Saturday, October 1, 2011

Autumn in Europe

It’s approaching autumn again.  Or perhaps we’re already in it -- we’re closing September but then it’s 27˚C, and my neighborhood bustles with men striding around with loafers and no socks, linen shirts, and panting dogs on colorful leashes.  Time wise, it’s sunset but the radiance feels almost unearthly and Californian; dry and languid with the spreading orange glow on the terraced walls of the façades along the Quai Henri IV.
The fall seems phony, unmerited, prolonged to herald a deeper and more frightful winter maybe.  As the European project trembles around us, and as the continent’s seams squeak with the tension of its debt and excesses and staleness, we sit here in the decks of cafés attending to a summery close of day drinking bière blanche and minding where to dine tonight.
The world has died already so many times.  The Europeans felt it after each catastrophic twentieth-century war or famine or the crumbling of civilization as Rome was breached.  Still they persist in building the stone cities with their lace-like decoration,  bridges decorated with ornate lamps, and elegant streets the recall the quiet will to remember their mastery of that was worth mastering.

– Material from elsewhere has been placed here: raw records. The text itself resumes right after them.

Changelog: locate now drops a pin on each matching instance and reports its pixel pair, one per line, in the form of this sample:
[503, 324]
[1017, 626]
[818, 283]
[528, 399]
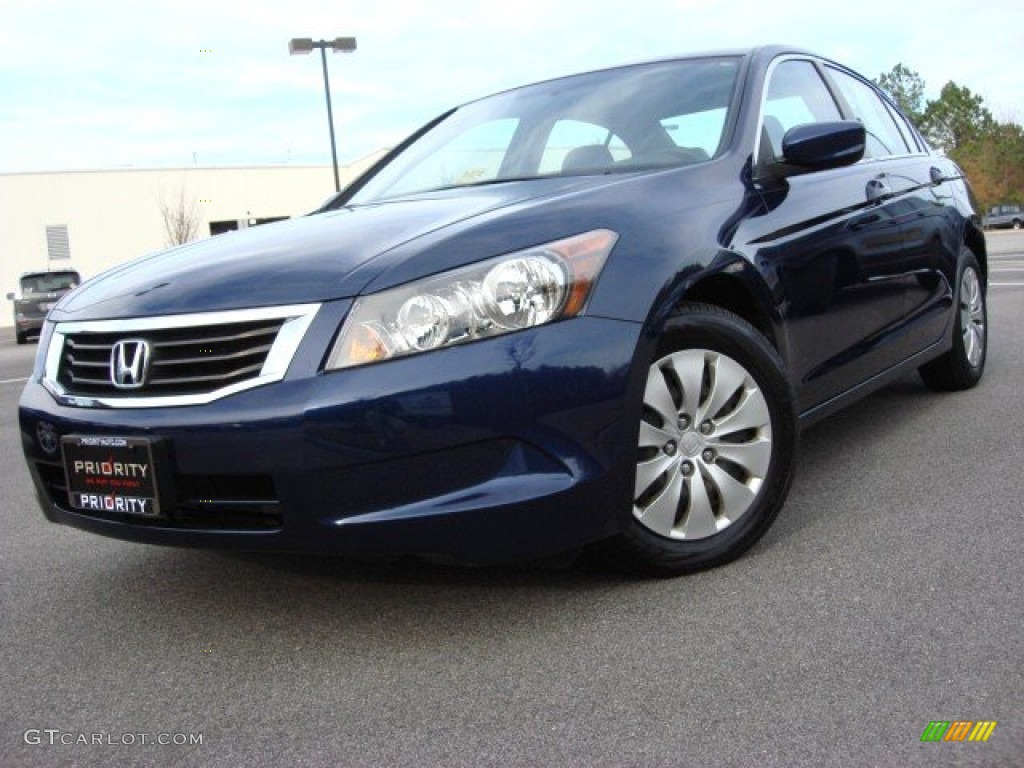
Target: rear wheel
[715, 446]
[964, 365]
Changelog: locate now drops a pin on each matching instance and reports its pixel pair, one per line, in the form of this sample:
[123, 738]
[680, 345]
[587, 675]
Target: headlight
[509, 293]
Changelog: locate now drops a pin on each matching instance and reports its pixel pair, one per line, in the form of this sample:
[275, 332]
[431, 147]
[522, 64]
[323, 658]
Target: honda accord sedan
[591, 312]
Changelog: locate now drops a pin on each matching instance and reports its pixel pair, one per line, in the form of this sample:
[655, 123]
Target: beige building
[92, 220]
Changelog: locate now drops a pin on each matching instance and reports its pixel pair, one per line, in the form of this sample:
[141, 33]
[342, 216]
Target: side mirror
[818, 146]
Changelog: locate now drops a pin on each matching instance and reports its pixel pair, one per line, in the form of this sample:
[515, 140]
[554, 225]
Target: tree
[180, 219]
[956, 118]
[906, 88]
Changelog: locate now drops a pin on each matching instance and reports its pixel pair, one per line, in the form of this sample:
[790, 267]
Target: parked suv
[37, 294]
[1004, 216]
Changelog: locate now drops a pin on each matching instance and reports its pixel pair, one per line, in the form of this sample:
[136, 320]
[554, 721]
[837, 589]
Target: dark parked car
[38, 293]
[590, 311]
[1005, 216]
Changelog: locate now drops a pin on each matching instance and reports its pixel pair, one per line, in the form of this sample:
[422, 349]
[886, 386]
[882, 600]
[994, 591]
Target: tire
[964, 365]
[716, 445]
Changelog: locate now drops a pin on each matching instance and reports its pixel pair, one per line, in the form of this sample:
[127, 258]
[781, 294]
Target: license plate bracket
[113, 474]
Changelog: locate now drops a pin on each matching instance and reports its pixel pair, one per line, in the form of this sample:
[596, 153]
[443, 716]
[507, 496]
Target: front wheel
[963, 366]
[715, 448]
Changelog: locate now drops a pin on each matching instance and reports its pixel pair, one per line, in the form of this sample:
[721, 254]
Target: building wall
[115, 215]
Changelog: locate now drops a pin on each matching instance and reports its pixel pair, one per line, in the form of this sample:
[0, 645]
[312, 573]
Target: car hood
[310, 259]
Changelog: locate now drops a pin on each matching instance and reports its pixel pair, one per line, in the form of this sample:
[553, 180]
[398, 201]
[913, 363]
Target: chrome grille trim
[295, 318]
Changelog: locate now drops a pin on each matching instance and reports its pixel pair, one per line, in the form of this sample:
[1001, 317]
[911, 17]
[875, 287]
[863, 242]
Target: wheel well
[976, 242]
[732, 295]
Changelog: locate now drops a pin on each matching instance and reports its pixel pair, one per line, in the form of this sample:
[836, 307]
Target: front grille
[183, 360]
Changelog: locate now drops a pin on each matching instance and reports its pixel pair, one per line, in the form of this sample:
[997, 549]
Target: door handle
[877, 189]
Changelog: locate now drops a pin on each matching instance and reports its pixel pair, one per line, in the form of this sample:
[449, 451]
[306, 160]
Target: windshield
[49, 282]
[647, 116]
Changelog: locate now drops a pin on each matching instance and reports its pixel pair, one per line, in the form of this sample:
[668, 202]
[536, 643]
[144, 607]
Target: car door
[829, 243]
[919, 190]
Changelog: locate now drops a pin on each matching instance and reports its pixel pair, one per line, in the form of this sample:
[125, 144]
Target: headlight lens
[509, 293]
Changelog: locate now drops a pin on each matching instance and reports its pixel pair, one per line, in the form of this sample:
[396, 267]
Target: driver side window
[796, 95]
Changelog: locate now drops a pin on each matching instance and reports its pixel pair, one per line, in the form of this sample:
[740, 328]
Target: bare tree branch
[180, 219]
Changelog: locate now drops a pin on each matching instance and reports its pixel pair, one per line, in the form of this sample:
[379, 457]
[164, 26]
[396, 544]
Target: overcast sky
[146, 83]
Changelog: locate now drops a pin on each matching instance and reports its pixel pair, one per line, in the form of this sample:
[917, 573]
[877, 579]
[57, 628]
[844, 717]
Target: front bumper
[512, 448]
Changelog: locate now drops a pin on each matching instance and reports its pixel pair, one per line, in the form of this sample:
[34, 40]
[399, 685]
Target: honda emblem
[130, 364]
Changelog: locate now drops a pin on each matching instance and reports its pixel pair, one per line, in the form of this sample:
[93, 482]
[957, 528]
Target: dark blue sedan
[593, 311]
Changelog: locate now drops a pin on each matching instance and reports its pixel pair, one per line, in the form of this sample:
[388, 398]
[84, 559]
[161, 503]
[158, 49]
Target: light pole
[305, 45]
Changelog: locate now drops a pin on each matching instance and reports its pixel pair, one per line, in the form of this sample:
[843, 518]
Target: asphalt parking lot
[888, 595]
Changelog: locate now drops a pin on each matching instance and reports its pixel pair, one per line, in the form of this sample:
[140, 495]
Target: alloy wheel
[705, 444]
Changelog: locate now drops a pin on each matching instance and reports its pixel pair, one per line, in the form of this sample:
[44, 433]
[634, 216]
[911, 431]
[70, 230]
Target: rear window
[49, 282]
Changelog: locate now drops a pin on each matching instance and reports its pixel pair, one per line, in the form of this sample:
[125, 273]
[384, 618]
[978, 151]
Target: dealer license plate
[112, 474]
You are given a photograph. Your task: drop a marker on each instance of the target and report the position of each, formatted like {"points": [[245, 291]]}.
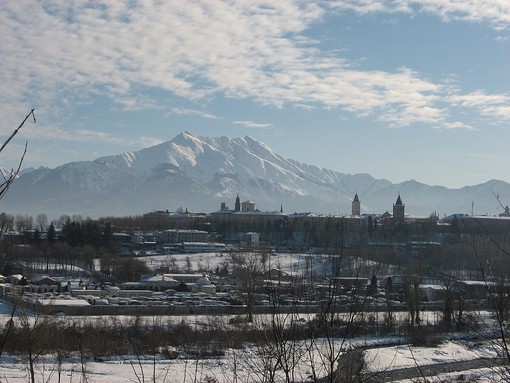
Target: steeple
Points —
{"points": [[237, 206], [356, 206], [398, 210]]}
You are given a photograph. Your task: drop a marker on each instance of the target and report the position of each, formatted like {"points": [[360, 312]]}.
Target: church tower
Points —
{"points": [[237, 206], [356, 206], [398, 210]]}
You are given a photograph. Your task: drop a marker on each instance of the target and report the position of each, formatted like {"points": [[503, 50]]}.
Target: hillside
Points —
{"points": [[199, 173]]}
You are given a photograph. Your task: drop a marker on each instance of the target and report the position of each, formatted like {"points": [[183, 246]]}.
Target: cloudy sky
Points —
{"points": [[399, 89]]}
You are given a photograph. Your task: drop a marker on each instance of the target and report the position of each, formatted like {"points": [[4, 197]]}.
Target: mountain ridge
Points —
{"points": [[200, 172]]}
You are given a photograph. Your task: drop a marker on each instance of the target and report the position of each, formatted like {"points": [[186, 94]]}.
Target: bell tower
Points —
{"points": [[398, 210], [356, 206]]}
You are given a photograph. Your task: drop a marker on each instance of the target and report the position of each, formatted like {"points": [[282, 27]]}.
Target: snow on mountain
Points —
{"points": [[199, 173]]}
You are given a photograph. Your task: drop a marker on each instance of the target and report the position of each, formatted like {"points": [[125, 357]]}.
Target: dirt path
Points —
{"points": [[431, 370]]}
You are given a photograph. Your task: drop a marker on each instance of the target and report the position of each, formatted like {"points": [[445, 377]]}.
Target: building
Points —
{"points": [[356, 206], [251, 240], [398, 210], [178, 236], [248, 206]]}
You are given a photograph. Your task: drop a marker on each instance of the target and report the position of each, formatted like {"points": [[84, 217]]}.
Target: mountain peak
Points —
{"points": [[200, 172]]}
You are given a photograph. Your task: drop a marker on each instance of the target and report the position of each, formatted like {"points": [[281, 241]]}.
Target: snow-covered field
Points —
{"points": [[235, 366], [246, 365]]}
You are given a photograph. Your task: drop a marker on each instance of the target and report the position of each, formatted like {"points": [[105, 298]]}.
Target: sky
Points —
{"points": [[399, 89]]}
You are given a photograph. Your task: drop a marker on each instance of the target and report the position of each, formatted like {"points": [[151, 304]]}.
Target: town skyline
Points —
{"points": [[400, 90]]}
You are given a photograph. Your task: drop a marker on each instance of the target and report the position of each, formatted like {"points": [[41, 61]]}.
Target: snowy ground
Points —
{"points": [[236, 365]]}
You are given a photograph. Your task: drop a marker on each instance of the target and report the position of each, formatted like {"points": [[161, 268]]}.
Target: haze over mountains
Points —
{"points": [[199, 173]]}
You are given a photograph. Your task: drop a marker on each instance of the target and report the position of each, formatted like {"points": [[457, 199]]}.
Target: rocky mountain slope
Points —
{"points": [[199, 173]]}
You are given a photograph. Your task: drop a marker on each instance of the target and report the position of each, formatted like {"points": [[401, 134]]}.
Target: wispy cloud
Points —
{"points": [[496, 106], [252, 125], [56, 52], [496, 13], [191, 112]]}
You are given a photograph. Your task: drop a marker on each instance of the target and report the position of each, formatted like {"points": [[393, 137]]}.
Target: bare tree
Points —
{"points": [[8, 179]]}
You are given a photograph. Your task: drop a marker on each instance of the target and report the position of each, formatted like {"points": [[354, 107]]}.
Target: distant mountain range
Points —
{"points": [[199, 173]]}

And Europe shall abide.  But not before the croaking, gasping, puking out the remains of its overindulgent feast.  They lived well, … but who will pay the debt, and who will pay for the greying continent, and the livelihood of so many people “spoiled” by the decency of a welfare state or supra-state that was willed to being by five hundred years of protest, dialogue, war, and compromise.  Has the fruit of progress become rotten, somehow corrupted by the very fact that the project itself was unsustainable, like life?  
I have always admired the political will to keep define Europe and to instantiate it.  But with Greece on the cusp of default, with its cohesion strained, with its innovation stunted by regulations, with a complacent populace and a culture of entitlement, is will enough to tie the show together in the end.
In the end, it’s a blip.  In the end, spring creeps up and offers her hand.  But until then, I brace myself.  I toss my scarf over my shoulder and look out over the deepening purple over the Seine river and enjoy what I can of this prolonged, unreal autumn in suspension.